Last week, Republican Senators introduced a bill to completely phase out the federal PTC for renewable energy sources. The legislation specifies that new projects must begin construction by the end of this year to qualify for the credit, as it stands under current law, and affirms the 2020 extension as the last extension the credit would receive.
What stakeholders want
While extenders go a long way towards supporting renewables, previous proposals reveal a host of creative, more radical ideas for implementing clean energy through federal tax incentives.

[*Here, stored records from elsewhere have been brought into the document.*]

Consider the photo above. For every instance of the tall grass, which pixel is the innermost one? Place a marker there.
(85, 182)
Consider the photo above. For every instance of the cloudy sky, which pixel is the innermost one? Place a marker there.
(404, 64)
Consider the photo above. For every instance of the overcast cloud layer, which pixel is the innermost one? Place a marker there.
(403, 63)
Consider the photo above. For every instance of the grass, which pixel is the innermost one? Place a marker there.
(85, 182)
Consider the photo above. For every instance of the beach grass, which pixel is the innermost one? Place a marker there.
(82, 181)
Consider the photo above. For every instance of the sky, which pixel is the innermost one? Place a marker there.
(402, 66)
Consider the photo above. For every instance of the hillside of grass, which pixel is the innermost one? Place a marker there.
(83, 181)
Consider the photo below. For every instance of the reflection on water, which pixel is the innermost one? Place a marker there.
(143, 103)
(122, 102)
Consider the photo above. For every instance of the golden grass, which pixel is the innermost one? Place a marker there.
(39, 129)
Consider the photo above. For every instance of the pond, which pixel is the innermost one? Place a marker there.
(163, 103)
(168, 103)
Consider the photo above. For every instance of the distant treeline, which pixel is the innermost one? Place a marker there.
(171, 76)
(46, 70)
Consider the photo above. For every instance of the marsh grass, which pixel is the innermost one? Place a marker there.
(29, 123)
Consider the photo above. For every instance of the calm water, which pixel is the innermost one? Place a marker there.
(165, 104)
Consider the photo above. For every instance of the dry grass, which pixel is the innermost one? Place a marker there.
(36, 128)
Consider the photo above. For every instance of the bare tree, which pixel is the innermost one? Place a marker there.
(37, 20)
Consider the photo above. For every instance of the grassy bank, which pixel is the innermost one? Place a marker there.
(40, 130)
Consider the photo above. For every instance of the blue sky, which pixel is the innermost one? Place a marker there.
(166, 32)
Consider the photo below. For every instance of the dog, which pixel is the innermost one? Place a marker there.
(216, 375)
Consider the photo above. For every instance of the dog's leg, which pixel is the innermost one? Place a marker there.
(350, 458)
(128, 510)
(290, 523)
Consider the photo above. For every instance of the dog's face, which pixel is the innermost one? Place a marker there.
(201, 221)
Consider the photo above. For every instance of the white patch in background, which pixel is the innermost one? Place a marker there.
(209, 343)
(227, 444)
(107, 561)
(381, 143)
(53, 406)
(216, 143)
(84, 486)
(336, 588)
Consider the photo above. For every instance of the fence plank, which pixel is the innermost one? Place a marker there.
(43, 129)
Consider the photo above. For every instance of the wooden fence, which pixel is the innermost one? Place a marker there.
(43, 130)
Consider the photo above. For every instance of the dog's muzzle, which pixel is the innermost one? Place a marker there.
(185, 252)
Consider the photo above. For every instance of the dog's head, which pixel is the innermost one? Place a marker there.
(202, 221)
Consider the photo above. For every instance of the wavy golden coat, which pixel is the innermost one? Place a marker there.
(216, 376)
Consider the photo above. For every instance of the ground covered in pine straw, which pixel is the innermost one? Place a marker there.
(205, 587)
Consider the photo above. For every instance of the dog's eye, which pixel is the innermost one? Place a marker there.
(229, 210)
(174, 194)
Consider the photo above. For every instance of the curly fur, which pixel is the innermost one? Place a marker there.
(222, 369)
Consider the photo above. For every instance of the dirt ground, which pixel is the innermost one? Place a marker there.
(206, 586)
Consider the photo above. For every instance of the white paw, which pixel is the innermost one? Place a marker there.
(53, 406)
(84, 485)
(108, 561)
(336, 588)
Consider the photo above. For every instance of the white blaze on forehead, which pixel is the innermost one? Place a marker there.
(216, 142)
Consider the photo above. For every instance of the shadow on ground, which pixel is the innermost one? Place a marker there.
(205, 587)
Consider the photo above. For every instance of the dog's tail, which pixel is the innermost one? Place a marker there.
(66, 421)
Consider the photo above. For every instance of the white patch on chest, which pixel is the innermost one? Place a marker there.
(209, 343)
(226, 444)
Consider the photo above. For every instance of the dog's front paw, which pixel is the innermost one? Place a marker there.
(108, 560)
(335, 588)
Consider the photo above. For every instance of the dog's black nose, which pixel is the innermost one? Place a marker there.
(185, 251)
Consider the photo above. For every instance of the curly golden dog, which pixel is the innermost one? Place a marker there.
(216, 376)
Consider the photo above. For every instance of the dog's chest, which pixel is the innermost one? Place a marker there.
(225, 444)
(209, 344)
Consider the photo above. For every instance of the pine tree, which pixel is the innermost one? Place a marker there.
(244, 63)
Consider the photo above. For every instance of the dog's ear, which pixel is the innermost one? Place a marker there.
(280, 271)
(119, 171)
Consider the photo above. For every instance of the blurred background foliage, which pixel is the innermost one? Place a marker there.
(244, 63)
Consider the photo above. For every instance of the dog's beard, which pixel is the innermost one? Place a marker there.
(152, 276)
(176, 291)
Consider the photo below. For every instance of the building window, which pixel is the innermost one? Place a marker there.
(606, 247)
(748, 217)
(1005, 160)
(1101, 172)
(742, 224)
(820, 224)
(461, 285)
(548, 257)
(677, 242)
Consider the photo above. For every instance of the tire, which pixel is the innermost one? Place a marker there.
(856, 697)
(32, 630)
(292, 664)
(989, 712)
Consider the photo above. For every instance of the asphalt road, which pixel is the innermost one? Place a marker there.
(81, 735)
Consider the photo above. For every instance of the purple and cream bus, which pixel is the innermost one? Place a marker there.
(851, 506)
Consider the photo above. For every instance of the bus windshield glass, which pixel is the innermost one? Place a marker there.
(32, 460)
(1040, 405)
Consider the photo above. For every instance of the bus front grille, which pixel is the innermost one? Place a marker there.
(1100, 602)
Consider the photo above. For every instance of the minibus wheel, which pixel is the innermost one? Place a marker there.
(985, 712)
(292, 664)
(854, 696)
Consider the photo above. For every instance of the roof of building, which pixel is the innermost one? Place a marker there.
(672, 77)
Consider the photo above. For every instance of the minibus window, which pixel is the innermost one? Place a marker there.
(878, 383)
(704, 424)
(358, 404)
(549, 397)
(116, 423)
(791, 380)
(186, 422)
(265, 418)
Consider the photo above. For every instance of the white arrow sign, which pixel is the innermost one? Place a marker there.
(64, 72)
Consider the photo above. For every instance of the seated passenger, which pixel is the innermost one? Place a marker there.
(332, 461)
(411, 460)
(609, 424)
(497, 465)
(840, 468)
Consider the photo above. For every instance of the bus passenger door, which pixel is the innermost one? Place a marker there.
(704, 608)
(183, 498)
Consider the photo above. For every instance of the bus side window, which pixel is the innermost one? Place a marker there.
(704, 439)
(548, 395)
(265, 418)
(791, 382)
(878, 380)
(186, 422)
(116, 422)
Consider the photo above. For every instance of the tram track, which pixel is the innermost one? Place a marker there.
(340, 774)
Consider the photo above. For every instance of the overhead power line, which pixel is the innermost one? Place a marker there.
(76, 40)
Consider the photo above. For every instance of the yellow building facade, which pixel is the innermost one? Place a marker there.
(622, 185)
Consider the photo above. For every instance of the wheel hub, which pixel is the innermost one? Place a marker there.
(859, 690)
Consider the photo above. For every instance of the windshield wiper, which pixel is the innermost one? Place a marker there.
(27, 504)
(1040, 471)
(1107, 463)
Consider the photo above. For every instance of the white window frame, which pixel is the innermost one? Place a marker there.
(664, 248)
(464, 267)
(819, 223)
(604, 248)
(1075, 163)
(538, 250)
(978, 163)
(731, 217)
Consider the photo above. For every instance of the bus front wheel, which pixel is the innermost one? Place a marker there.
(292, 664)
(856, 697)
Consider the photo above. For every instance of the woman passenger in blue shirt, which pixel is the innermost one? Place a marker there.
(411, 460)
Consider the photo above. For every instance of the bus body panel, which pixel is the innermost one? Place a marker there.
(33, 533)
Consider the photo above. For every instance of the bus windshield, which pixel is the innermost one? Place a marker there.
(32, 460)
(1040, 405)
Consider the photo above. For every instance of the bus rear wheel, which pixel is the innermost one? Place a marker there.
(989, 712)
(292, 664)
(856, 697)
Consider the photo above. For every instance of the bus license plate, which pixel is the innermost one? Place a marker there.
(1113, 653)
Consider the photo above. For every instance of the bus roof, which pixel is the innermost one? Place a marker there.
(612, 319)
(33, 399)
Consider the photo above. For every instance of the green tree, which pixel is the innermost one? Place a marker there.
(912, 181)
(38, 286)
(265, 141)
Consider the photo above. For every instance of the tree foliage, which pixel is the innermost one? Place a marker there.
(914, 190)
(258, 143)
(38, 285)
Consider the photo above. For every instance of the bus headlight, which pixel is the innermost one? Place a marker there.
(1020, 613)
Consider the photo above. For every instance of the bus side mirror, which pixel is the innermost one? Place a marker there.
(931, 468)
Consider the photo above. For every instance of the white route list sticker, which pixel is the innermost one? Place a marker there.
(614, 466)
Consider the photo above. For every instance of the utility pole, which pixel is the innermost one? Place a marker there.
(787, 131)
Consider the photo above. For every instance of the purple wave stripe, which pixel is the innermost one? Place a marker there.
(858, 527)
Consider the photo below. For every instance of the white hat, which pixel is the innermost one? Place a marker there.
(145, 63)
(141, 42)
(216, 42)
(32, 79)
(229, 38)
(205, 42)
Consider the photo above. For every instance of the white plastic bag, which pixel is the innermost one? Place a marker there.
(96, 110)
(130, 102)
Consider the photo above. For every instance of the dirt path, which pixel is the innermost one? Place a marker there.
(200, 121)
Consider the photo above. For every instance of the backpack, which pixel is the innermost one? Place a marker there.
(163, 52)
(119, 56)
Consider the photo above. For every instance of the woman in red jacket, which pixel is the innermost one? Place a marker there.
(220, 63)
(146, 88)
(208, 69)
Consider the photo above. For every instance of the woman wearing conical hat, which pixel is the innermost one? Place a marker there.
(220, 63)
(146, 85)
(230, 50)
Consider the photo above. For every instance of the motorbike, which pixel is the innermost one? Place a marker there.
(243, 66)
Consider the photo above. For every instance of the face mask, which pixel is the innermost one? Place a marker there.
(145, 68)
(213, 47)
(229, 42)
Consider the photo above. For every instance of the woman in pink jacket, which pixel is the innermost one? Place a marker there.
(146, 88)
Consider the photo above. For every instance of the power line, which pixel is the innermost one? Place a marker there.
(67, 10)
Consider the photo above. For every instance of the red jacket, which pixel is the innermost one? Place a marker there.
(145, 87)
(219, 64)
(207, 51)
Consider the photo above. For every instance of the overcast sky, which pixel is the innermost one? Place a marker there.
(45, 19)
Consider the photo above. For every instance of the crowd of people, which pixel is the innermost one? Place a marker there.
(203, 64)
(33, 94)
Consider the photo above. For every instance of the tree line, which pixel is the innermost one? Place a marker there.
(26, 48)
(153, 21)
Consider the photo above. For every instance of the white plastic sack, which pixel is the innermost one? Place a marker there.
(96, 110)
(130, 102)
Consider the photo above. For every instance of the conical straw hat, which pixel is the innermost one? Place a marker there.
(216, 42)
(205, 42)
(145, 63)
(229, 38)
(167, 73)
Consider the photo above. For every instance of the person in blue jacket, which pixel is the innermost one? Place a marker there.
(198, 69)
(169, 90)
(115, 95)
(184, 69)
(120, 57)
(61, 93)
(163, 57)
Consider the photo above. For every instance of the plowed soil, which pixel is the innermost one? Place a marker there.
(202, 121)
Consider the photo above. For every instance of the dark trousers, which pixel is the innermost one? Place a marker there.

“The landscape of what can be done is very large,” Kwok said. “In at least one area, carbon capture, the main issue is not necessarily legislation. We finally got to the point in February 2020 where the IRS issued key guidance, in the context of Section 45Q on partnership flip structures and start of construction, that was needed to get financial institutions and other large tax equity investors comfortable with carbon capture tax credit eligibility and credit allocation. In other words, similar guidance to what exists for wind and solar projects that is expected to open up the tax equity markets. And then COVID-19 hit two weeks later. So in the context of carbon capture credits, it’s not just about legislation, it’s also about helping the major investors to feel comfortable enough to take the first leap and to get interested in these new projects.”
The Energy Tax Credit Direct Payment Act of 2020, introduced in July, would revive a section of the American Recovery and Reinvestment Tax Act of 2009, which provides for a cash grant equal to 30 percent of qualifying wind and solar energy facilities.
“Since COVID-19, a refundable credit has been talked of as a possibility," Kwok said. "Historically, production tax credits and investment tax credits in general have not been refundable. But in times of financial crisis, a refundability concept would support the renewables industry, even when major investors do not have tax capacity, and would not be unprecedented. There was a period just after the 2008 crash when the refundability concept was temporarily implemented for a couple of years as the Section 1603 grant.”
Tax incentives for stand-alone storage have also taken center stage, with the U.S. Energy Storage Association (ESA) and other industry leaders calling on Congress to make energy storage technologies eligible for the ITC, with the option to elect “direct payment.”
The argument for an energy storage ITC centers on scarcity of tax equity in the near term due to COVID’s economic fallout. The ITC for stand-alone energy storage would either be refundable or allow taxpayers to elect direct payment of the credit as tax already paid.
“In addition to extenders and offshore incentives, battery storage is another sector where many people recognize the need for a separate investment tax credit,” Kwok said. “Under current law, the ITC is available for batteries only if they are powered by a solar project above a certain threshold. A separate and expanded incentive for batteries would be a game changer because there are so many other uses for batteries in the renewables space.”